Esto se volvió la lucha de las razas, la disputa de las creencias, el conflicto entre los del norte y el sur, el oriente y el occidente, entre quienes tienen la piel, los ojos, el cabello de una forma y quienes lo tienen de otra, entre los de un bando y los de otro.

A los gobiernos se les está saliendo de las manos la incitación al odio, posiblemente porque muchos de ellos aunaron sus esfuerzos en el tema económico como objetivo principal y descuidaron los temas sociales y la familia como núcleo principal de la sociedad.

En las escuelas se evidencia una incapacidad generalizada en los educadores en enseñar la diversidad cultural, es más, hay niños que crecen pensando que los de la escuela del otro barrio son inferiores a ellos; se agrupan entre ellos y defienden a muerte su cuadra, su manzana, su barrio, su ciudad y en el último caso, su país.

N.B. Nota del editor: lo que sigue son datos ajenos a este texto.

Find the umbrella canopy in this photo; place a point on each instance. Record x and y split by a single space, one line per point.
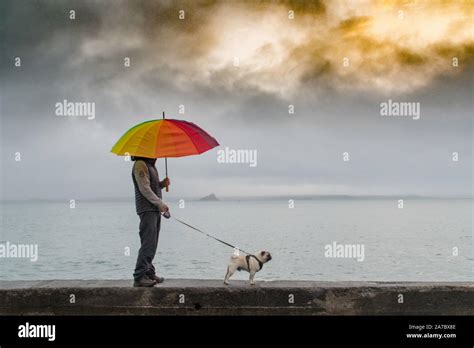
164 138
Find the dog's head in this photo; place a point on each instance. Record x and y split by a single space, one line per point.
265 256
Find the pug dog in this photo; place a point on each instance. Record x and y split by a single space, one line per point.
249 263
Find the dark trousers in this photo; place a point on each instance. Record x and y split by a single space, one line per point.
149 231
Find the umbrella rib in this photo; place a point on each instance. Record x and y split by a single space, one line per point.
152 124
178 124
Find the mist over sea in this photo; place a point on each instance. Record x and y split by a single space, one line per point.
427 240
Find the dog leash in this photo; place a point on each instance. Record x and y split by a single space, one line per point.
206 234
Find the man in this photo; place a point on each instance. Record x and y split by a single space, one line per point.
149 208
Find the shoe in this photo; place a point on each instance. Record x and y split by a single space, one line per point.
157 279
144 282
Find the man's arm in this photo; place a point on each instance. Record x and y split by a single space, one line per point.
142 177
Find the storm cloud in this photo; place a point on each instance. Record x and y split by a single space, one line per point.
237 68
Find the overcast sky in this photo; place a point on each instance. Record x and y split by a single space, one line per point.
398 51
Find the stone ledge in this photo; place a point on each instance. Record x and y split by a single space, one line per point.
211 297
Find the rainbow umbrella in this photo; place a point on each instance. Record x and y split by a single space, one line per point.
164 138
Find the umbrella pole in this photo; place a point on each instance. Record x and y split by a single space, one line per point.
166 161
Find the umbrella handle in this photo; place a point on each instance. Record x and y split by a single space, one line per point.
166 166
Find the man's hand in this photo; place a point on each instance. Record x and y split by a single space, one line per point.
165 182
164 208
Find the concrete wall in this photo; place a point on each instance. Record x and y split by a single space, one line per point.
211 297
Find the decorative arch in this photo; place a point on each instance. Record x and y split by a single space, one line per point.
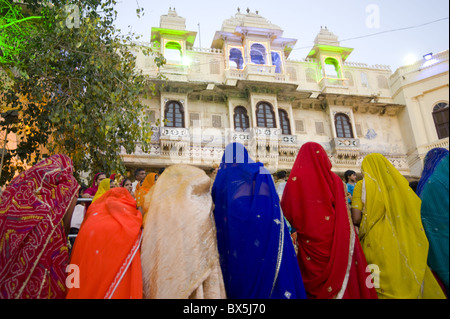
343 126
284 122
440 117
241 120
258 53
174 114
265 116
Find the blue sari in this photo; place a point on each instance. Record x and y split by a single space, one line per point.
431 161
435 213
257 256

Así está nuestra sociedad, a los padres les falta más compromiso con sus hijos, quienes en la mayoría de los casos son el reflejo de la personalidad de sus padres. Es una sociedad hipócrita que en las reuniones sociales se muestran incluyentes con todos pero que a la hora de la cena hacen comentarios racistas o de desaprobación a ciertos grupos religiosos.

Quienes creen que los culpables de los crímenes de odio son únicamente los extremistas del Medio Oriente están muy lejos de la realidad. No solo se persigue a los demás con fusiles, bombas o atentados, también se persigue con campañas de desprestigio, con comentarios racistas, promoviendo el odio en redes sociales…

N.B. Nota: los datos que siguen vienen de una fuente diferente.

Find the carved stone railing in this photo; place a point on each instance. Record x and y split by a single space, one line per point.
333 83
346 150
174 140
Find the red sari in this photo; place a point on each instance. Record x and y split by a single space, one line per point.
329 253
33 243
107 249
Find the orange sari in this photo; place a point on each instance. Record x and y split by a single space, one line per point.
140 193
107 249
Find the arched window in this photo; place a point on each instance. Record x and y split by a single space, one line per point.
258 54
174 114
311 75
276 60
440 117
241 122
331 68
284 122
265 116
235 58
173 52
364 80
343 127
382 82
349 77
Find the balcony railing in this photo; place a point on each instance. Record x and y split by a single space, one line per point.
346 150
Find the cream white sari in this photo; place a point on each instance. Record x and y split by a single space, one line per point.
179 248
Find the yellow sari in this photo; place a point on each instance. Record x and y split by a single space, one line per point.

Tanto en Estados Unidos como en el resto de las latitudes hay incitación al odio. El verdadero reto es contrarrestarlo y trabajar en pos de erradicarlo; por lo menos cuando Dylann Roof, el joven de 21 años que le quitó la vida a nueve afroamericanos en una Iglesia cristiana en Charleston SC, el presidente Barack Obama enfrentó los medios atacando el problema sin rodeos y clasificándolo como un crimen de odio.

Lo triste es ver que en otros países los gobiernos esconden el odio de sus ciudadanos y con esa actitud lo alimentan y lo llevan a todas las instancias, generando persecución hacia los más vulnerables que casi siempre son las minorías.

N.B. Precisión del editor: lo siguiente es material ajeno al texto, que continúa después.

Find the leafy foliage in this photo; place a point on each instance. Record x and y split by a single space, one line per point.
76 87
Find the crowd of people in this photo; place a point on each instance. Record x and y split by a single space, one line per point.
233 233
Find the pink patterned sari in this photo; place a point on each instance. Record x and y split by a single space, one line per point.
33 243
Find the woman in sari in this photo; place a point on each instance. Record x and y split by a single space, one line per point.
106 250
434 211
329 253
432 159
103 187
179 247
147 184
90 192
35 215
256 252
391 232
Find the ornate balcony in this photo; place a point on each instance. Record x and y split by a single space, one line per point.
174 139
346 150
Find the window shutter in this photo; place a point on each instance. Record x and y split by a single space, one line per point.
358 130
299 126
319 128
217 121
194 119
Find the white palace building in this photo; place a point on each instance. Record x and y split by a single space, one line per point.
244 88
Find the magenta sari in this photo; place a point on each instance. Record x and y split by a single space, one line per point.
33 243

Recuerdo que cuando el congreso de Colombia pasó un proyecto que penalizaba la discriminación y convirtió la antidiscriminación en ley, algunos periodistas lo atacaron y se burlaban porque lo consideraban exagerado – En vez de celebrar que se sentaban las bases para un país con más respeto por los demás y sus diferencias.

La erradicación del discurso de odio es una iniciativa que he visto mayormente en la organización de las Naciones Unidas, hay muy poco compromiso entre los países y los que se pronuncian al respecto lo hacen de una manera lánguida y sin implementación real de políticas de estado.

Hace poco se incorporó la libertad religiosa como política pública en el Plan Nacional de Desarrollo en Colombia, lo cual es un paso hacia la convivencia con respeto – Es un paso pero hay que seguir caminando hacia un país más incluyente, más justo, en el que sus ciudadanos vivan en paz, no únicamente la paz como la ausencia de la guerra bélica sino aquella guerra que nos divide entre quienes profesamos una religión y quienes profesan otra, o quienes no profesan alguna, esa guerra silenciosa que no se acepta en público pero que está presente en los corazones de los seres humanos.